At the same time I totally appreciate and respect one’s right to vociferously resist, in the strongest possible legal terms ~ a word is as many things to as many people after all. Taking offence to a slur is quite natural and need not be discouraged ~ we all have our own baggage – I noticed Scarlet thanked you then and there.
As for being an intractable conflict-seeker, it’s often difficult to fully grasp another’s motivations, and I honestly wouldn’t be surprised if "You don’t exist unless we’re puttin’ our hormones up ya!” may have harvested the odd tearaway.
Having one’s identity invalidated for decades, basically being told “you: your identity – you don’t exist” is the conflict. Without support networks, without the basic validations that most people quite reasonably expect and take for granted as a privilege, conflict is established as the modus operandi of one’s life, there’s no ‘seeking’ required, it’s there from sun up till sun down every day.

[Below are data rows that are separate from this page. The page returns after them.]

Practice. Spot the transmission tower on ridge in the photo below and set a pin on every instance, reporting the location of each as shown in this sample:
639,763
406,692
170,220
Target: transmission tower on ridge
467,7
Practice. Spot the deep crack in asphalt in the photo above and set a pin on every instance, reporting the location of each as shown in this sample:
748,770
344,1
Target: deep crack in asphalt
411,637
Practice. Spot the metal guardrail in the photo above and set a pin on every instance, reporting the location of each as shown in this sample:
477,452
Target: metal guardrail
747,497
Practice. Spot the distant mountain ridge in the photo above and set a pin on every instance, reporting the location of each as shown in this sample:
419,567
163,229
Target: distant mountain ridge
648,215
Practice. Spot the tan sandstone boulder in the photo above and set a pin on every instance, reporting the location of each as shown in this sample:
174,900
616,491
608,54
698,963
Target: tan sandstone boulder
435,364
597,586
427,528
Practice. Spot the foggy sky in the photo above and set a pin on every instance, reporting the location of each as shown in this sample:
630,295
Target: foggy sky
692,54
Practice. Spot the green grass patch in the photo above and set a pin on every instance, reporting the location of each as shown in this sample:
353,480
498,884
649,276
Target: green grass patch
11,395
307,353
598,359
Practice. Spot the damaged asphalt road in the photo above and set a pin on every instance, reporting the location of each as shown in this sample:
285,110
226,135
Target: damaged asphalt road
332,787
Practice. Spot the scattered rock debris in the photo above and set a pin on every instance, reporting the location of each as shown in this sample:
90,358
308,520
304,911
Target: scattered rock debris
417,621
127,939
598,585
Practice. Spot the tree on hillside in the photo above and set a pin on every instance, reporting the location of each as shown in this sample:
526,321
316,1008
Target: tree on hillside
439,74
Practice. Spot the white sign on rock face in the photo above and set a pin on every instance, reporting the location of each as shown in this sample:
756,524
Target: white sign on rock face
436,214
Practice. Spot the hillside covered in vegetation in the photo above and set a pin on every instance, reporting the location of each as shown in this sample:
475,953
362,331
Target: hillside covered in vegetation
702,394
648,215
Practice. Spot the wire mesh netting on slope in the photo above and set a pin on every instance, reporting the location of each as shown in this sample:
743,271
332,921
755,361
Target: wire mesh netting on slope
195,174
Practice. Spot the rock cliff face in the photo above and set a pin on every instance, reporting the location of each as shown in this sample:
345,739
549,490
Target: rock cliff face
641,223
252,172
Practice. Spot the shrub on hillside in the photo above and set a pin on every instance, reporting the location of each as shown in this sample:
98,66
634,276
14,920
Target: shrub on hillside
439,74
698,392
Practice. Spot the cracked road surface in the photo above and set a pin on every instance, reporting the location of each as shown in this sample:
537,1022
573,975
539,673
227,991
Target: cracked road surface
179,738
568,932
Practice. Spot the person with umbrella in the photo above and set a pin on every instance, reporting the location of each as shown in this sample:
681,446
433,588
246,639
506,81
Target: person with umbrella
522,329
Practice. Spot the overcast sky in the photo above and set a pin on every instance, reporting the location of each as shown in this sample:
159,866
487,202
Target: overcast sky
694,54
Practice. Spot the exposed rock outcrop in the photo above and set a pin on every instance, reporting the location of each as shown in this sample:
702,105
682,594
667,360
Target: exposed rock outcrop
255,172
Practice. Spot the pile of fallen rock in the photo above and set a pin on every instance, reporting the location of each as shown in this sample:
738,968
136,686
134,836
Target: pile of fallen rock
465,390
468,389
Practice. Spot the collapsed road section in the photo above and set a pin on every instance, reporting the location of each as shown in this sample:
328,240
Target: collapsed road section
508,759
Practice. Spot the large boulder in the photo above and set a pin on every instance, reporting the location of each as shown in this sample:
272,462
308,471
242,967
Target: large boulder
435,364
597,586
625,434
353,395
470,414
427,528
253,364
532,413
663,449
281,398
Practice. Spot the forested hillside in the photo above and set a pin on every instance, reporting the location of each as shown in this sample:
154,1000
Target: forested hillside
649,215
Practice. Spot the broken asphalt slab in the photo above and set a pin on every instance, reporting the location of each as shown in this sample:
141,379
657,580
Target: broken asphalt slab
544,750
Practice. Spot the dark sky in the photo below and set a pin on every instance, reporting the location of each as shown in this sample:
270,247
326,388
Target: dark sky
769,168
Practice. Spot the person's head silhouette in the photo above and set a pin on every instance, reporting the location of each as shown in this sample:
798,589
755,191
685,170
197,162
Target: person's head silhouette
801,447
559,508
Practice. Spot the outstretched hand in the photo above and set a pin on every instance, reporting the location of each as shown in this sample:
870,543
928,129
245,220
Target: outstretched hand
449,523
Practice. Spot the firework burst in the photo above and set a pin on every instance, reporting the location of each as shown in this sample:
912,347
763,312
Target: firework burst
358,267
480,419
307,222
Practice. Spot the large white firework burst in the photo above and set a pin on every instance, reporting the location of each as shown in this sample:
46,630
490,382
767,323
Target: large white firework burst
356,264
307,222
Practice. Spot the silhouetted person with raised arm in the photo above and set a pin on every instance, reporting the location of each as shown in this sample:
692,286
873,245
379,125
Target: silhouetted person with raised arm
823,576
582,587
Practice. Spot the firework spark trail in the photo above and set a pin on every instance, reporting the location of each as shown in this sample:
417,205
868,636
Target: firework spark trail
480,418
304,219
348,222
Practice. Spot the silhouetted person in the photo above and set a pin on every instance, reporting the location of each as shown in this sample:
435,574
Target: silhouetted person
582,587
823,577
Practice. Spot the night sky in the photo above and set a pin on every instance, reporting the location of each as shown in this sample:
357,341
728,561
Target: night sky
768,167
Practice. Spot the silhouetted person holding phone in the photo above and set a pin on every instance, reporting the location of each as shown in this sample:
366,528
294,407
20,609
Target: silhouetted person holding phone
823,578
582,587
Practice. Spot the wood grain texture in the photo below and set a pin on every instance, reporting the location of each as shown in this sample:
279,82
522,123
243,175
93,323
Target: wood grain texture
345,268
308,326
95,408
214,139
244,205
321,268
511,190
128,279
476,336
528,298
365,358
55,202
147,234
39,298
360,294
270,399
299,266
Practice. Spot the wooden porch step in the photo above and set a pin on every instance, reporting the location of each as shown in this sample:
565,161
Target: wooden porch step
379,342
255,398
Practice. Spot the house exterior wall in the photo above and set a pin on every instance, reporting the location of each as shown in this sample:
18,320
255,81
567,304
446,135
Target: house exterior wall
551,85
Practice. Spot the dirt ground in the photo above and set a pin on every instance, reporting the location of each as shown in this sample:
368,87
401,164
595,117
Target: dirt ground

Everyone is transphobic to some degree, all of us, because our civilisation is transphobic. Very few can begin to envisage alternatives. Some of the worst verbal transphobia I’ve witnessed has been internalised transphobia expressed by transgender people against ourselves, purely an export of ignorance, a folly which I’ve been led to believe is habit forming. Exclusion’s endless duel to the death with Inclusion might be a blinder. But as long as the pathologization of the transgender community remains in the hands of people like Ray Blanchard, progress will remain stunted:
I would say if one could start from scratch, ignore all the history of removing homosexuality from the DSM, normal sexuality is whatever is related to reproduction. Now you have everything else. I would distinguish between behaviors which are anomalous and benign vs. those that are malignant. So homosexuality would be not normal but benign. Whereas something like serious dangerous sadism would be a malignant variation.
At the end of the night, one is required to appreciate and distinguish between the degrees of acceptance and prejudice that one might expect from any given individual, and I’d personally rate the odd “tranny” down the lower end of the totem pole compared to say a well-intentioned individual who would pay lipservice to their support for the community, as they habitually employ oppositional sexism framing (10 years after the publication of Whipping Girl), while behind closed doors trotting out the familiar “some of my best friends are transgender and they would be appalled at you getting so het up about the bigotry” – as if we’re the Borg – which is again is much lower down the totem poll compared to Blanchard’s Neo-Freudian depictions and the obstacles to basic legal recognition. Another individual however will no doubt hold opposing views.